The United States is “missing a lot of religion,” former President Donald Trump said during an interview with podcaster Lex Fridman, which debuted on Tuesday.
“One of the tragic things about life is that it ends. How often do you think about your death? Are you afraid of it?” Fridman asked Trump during the interview.
“I have a friend who’s very, very successful, and he’s in his 80s, mid 80s, and he asked me the exact same question. I said, I turned it around. I said, ‘Well, what about you?’ He said, ‘I think about it every minute of every day,'” Trump said of his friend, ultimately explaining that people of faith have an easier time dealing with that thought.
“And then a week later, he called me to tell me something. And he starts off the conversation by going, tick, tock, tick. This is just dark. It’s a dark person, you know, in a sense, but it is what it is,” Trump said.
“I mean, you know, if you’re religious, you have, I think, a better feeling towards supposed to go to heaven, ideally, not hell,” he said before explaining that he believes the U.S. lacks the presence of religion like it used to have.
“I think our country’s missing a lot of religion. I think it really was a much better place with religion. It. It was some … it was almost a guide, you know, to a certain extent,” Trump explained, noting that there are “no real guardrails without it.”
“You want to be good to people. Without religion, there’s no real, there are no guard rails. I’d love to see us get back to religion, more religion in this country,” Trump added.
President Trump: "I think our country's missing a lot of religion. I think it was a much better place with religion. It was almost a guide... you want to be good to people. Without religion, there are no guardrails. I'd love to see us get back to more religion in this country." pic.twitter.com/Ns6iYuhdqN
— Trump War Room (@TrumpWarRoom) September 3, 2024
Trump has spoken about God more openly and often after his near-death encounter at his rally in Butler, Pennsylvania, crediting “God alone” for preventing the “unthinkable.”

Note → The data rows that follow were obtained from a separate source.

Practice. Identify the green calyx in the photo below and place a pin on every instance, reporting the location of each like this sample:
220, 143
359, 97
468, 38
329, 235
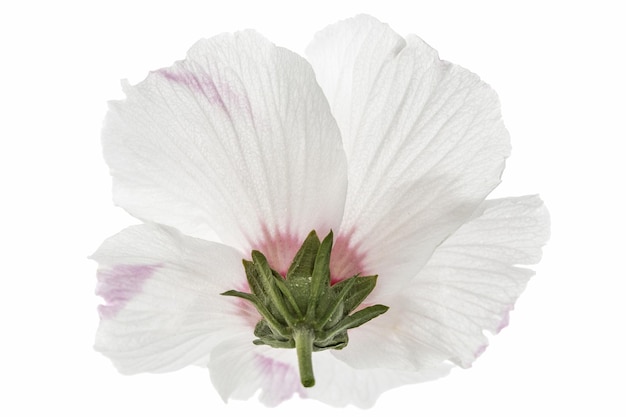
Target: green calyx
302, 310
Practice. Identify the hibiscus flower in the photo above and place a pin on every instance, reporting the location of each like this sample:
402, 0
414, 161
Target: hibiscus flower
243, 149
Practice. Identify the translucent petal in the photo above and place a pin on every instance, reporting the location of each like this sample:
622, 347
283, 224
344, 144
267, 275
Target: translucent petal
235, 141
424, 139
239, 369
162, 306
469, 285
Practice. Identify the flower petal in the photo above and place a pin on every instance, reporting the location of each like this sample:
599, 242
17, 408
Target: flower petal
163, 306
424, 139
235, 141
469, 285
239, 369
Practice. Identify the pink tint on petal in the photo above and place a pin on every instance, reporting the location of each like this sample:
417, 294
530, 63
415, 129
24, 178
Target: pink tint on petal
219, 94
504, 322
480, 351
280, 248
119, 284
281, 380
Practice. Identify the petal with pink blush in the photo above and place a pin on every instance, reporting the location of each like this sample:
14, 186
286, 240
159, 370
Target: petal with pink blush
164, 310
229, 146
468, 286
119, 284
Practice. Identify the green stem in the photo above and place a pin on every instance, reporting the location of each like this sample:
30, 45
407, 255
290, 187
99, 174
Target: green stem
304, 338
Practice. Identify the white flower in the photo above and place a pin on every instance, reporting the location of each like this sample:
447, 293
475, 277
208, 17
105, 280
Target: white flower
237, 148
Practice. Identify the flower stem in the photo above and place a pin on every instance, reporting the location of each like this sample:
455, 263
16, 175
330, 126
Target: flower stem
303, 338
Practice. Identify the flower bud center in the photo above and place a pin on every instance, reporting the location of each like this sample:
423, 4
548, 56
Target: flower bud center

“Our Secret Service sniper, from a much greater distance and with only one bullet used, took the assassin’s life,” he said during his speech at the Republican National Convention, adding, “I’m not supposed to be here tonight.”
While the crowd disagreed, shouting, “Yes you are!” Trump added, “Thank you, but I’m not, and, I will tell you, I stand before you in this arena only by the grace of Almighty God.”
Speaking to Mark Levin on this topic, Trump added, “I think you think, like, if you believe in God, you believe in God more.”
“And somebody said like, why — and I’d like to think that God thinks that I’m going to straighten out our country. Our country is so sick and it’s so broken. Our country is just broken. And maybe that was the reason — I don’t know, I don’t know. A lot of people have said that,” Trump added.